It's been nearly three weeks since the horrific Christmas Eve massacre by extremists in Nigeria. Around 300 Christians were killed, as entire villages were burned down and food supplies destroyed. The attacks, in Plateau State, were co-ordinated, and as yet none of the perpetrators have been held to account.
Masara Kim, a local journalist whose cousin was killed, told Catholic charity Aid to the Church in Need (ACN) that hundreds of militants stormed more than 30 villages, shooting at people with machine guns and setting houses on fire.
Thousands were displaced, and have lost their homes and property. Fulani herdsmen have been seen destroying harvests and other food products, burning down farms and food stores, leaving communities starving and without any form of self-support. Many of them are now said to be staying in church buildings while the communities piece together a future.
Father Andrew Dewan is director of communications in Pankshin Diocese, where most of the attacks took place, He told ACN: “In situations like this, people often rush to churches, rather than to police stations, because they don’t have confidence in government institutions.
“There are up to 16 IDP camps in Bokkos town, mostly within Church premises."
There have been reports of even more murders in the last 24 hours, and Dewan says security guards who patrol the area often don't put up any resistance, leading many people to feel unsafe in their own homes.
Father Dewan added: “We have heard of some arrests but no prosecution, much to the frustration of survivors and victims’ families.
“We are used to this charade – attackers are often arrested and later set free.
“Politicians give speeches that contain no grain of truth.
“They make promises and pledges of rehabilitating and reinstating all those displaced back to their ancestral homes, but that is often not the case.”

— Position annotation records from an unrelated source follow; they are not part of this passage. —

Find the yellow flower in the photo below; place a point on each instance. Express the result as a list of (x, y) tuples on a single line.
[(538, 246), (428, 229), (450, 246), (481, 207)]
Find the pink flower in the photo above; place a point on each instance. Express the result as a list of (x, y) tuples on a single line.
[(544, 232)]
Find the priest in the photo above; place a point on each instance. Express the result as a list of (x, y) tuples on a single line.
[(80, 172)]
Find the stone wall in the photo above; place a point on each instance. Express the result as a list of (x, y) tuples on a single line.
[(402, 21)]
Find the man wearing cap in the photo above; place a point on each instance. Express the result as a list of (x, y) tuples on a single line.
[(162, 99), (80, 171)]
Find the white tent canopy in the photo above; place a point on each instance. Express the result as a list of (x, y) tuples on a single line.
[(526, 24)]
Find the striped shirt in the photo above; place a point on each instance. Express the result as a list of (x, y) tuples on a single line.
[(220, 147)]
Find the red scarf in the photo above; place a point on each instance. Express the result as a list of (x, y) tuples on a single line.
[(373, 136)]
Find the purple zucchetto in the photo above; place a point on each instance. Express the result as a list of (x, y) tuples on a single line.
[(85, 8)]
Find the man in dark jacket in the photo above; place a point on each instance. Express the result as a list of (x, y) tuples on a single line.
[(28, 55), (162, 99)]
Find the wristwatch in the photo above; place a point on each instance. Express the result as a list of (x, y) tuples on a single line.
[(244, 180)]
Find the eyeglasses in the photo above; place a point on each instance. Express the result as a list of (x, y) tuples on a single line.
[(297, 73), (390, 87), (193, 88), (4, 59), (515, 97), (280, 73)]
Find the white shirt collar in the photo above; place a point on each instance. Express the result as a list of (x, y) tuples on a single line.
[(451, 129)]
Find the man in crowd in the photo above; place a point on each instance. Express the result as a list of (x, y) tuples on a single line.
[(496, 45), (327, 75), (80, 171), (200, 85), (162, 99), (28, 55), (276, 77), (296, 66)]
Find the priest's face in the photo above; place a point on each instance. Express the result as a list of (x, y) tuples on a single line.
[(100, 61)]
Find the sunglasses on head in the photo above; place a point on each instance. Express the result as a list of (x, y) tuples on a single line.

He explained that the existing situation of hunger and famine has been aggravated by these attacks:
“During the last farming season, many farmers could not go to their farms because of previous attacks.
“Those who managed to farm and harvest their crops have found that everything was burnt to ashes in this last episode of attacks.”
Father Dewan says that Christian communities are specifically targeted in the Christmas Eve attacks:
“It was on Sunday – people don’t work on farms on Sunday.
“Ninety-nine percent of those killed were at home. Some people were killed in their sleep.”
Local sources told ACN that many of the victims were women and children.
Jalang Mandong, a survivor who lost 10 relatives in the massacre, claimed the attacks were designed to “target Christians” and “disrupt the celebration of Christmas”, while also attempting to “take over the lands of these communities”.
Mr Mandong said that he and some other villagers initially attempted to defend their families but were outnumbered by the militants and had no weapons to fight back with against the gunmen.
Father Dewan, says it reminds him of the persecution experienced by early Christians in the first century.
He said: “We draw parallels with the stories of the early Church about how Christians were persecuted, as contained in the Acts of the Apostles.
“Our task is to keep preaching and spreading hope, believing that someday things will be better.”